Stephen Frears se réattaque à la monarchie: «L’histoire est tellement ridicule que ça la rend britannique»
De la reine au roi, il n’y a qu’un pas! Stephen Frears, le réalisateur de ‘The Queen’ et ‘Victoria and Abdul’, se frotte une fois de plus à la monarchie britannique avec ‘The Lost King’. Une comédie basée sur des faits réels, suivant une historienne amateure dans ses efforts pour retrouver les ossements du roi Richard III… plus de 500 ans après sa mort!
Qu’est-ce qui a piqué votre intérêt dans cette histoire d’une femme cherchant les os de Richard III pour réhabiliter sa réputation?
Stephen Frears : «J’y ai vu une comédie dès le départ car l’idée d’un roi britannique gisant sous le parking d’un centre de services sociaux est assez drôle en soi. J’ai ensuite appris que le travail de Philippa avait été très dur et que l’université de Leicester l’avait assez mal traitée. Il y avait tous les éléments d’une bonne histoire, pas trop conventionnelle. Lorsque j’ai enfin rencontré la vraie Philippa il y a quelques semaines, je lui ai demandé si on avait visé juste. Elle a dit oui!»
C’est aussi l’histoire d’une femme prise de haut dans un environnement masculin…
«On n’a rien inventé de ce côté-là. Philippa était une femme qui a été traitée avec dédain par une université et certains de ses professeurs. Et il s’avère que ceux-ci étaient tous des hommes. Il s’agit donc d’une marginalisation. Je ne sais pas pour vous, mais mon expérience m’enseigne que les femmes sont plus souvent marginalisées que les hommes. Qu’elles doivent se battre deux fois plus. Je n’ai donc jamais pensé à questionner cette façon de présenter l’histoire.»
L’histoire s’est déroulée à Leicester, la ville où vous avez grandi.
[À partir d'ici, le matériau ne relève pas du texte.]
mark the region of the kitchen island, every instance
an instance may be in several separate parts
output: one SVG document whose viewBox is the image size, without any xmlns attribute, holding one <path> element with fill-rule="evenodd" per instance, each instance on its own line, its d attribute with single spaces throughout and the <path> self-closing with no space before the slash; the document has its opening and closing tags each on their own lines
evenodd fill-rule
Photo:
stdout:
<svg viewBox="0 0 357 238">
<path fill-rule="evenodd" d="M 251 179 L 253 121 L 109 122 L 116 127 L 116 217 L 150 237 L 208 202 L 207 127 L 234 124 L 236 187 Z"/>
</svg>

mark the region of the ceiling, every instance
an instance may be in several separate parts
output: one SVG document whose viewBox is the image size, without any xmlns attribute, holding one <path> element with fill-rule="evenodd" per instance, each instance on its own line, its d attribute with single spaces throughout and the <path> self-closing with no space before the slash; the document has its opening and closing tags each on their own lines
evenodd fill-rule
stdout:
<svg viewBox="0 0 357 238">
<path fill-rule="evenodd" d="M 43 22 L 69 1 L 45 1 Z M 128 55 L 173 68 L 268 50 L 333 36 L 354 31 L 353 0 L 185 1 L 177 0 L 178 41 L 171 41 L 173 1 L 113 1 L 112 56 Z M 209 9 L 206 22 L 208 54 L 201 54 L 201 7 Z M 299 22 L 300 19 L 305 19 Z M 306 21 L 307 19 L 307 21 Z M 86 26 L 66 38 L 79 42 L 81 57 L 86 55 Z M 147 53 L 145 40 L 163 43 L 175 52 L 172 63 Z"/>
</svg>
Ça a participé à votre intérêt pour le film?
«Ça me fait bien sourire qu’on ait trouvé les ossements d’un vieux roi à l’endroit où j’ai grandi, et que cela ait mené à sa réhabilitation historique. Il y a un certain charme à l’idée qu’on se soit tous baladés au-dessus d’un lieu nous semblant parfaitement banal pendant tant d’années. Mais ça ne va pas plus loin que ça. Je n’ai pas eu de choc proustien en retournant dans la ville (rires)!»
Aviez-vous suivi l’affaire avec intérêt en 2013?
«J’ai lu les journaux et je me suis dit que c’était drôle, sans me dire qu’il fallait absolument que je prépare un film sur le sujet. Même si, on est bien d’accord, c’est une histoire aussi singulière que ridicule. Tellement ridicule que ça la rend parfaitement britannique.»
Comment définir cette touche britannique que le public étranger identifie dans vos films?
«Je n’ai pas de définition mais je vis dans un pays bien déjanté tout de même! Le décès de la Reine il y a quelques mois a fait remonter toute cette excentricité. Déjà, l’idée qu’une monarchie et une démocratie représentative cohabitent pose sérieusement question. Bref, quand on y vit, notre vision du monde est nécessairement impactée par tous les non-sens qui nous entourent. C’est de ça que parlaient les livres de Lewis Carroll.»
Vous affirmez être républicain mais on vous doit ‘The Queen’ et ‘Victoria et Abdul’. D’où vient votre curiosité pour la monarchie?
«J’ai été élevé dans un milieu très conventionnel, avec une attention particulière donnée à l’enseignement de l’Histoire. Je peux vous citer tous les rois et les reines d’Angleterre par exemple! J’imagine que ça a dû me marquer, même si plus tard, j’ai compris que d’autres idées bien plus intéressantes existaient en dehors de la Couronne. Mais quand je reçois un scénario, je le lis et je me demande si ça m’intéresse, voilà tout. Prenez ‘The Queen’! Fiction ou pas, l’histoire d’une reine ne sachant pas comment réagir au décès de sa belle-fille adulée par un peuple entier, c’est une histoire intéressante. Point barre!»
Vos films sont de plus en plus souvent tirés de faits réels. Comment l’expliquez-vous?
«Vous avez raison, mais il ne s’agit pas d’un mouvement conscient ou d’une position philosophique que je défends. Cela dit, la politique du Royaume-Uni est tellement dramatique depuis une vingtaine d’années que j’ai sans doute développé l’intuition que la fiction n’arrive plus à la cheville de la réalité.»
‘The Lost King’ sort en salle le 29 mars.